Spaghetti is always good whether it's with a traditional marinara sauce or just con burro with butter. yet they go to a new level with an Vietnamese - American spin on them.It's a tasty and relatively easy way to enjoy this classic pasta.
Regular contributor and chef, J. Kenji Lopez Alt wrote about them in yesterday's New York Times Food section. They were the creation of Helen An at Thanh Long Restaurant in San Francisco and have become a much beloved classic of the city. It all started with Ms. An's family the Trans fleeing North Vietnam in 19955 and settling in the South Vietnamese city of Dalat. Twenty years later she was forced to flee again, this time with her husband and three daughters to San Francisco. It was here where they arrived penniless to live with her mother-in-law Diana, a small deli owner.
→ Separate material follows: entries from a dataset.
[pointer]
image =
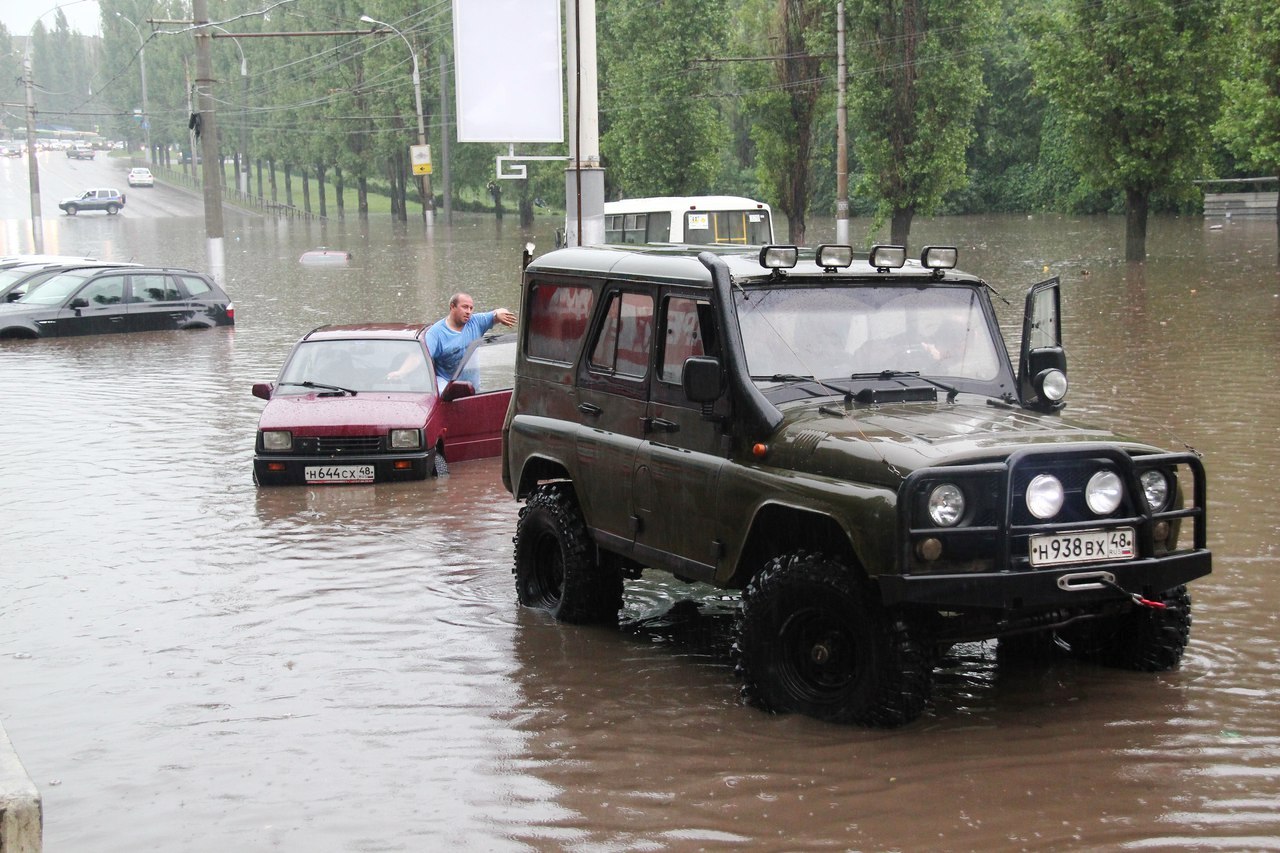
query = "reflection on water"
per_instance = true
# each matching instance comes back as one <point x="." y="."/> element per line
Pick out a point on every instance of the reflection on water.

Thanh Long's history is murky. Elizabeth An, Helen's daughter claimed her grandmother bought an Italian deli however there is an ad from 1971 promoting it as a Vietnamese one. Ms. An who had experience in both Chinese and French cuisine felt the restaurant would have more success if the dishes appealed to a local clientele. A disappointing dinner at a Nob Hill Italian restaurant gave birth to the garlic noodles.It a mix of whole wheat noodle sauteed with fistfuls of garlic and a blend of fish oyster, and soy sauces.
Chef Kenji Lopez puts his own spin on it. He uses spaghetti instead of the whole wheat noodle - a nod to its' Italian roots. and another innovation, cooking them in a skillet. Gone is the big pot filled with quarts of boiling water. It also means more concentrated pasta water which provides for a tasty plate. He cooks it for two minutes shorter than recommended for a chewy al dente texture and then transfers it to a wok or saucepan. The flavor comes from the addition of four tablespoons of butter (or a plant based one like Melt). There is a lot of garlic - namely twenty cloves, mashed in a mortar and pestle . You could lessen it by half if it's not to your liking. It's then time to add the sauces. Keep in mind this will have a briny , fish flavor, thanks to the fish and oyster sauce. Chef Lopez-Alt uses four teaspoons of the oyster and two for the fish and soy. However you can adjust the amounts depending on your taste. It seems like a dish that can constantly be adjusted with each make,Scallions are added for color and flavor and Pecorino Romano cheese for more flavor.
Garlic noodles are an interesting spin on spaghetti. Try them for a different type of pasta dinner.It's a nice change up from the usual.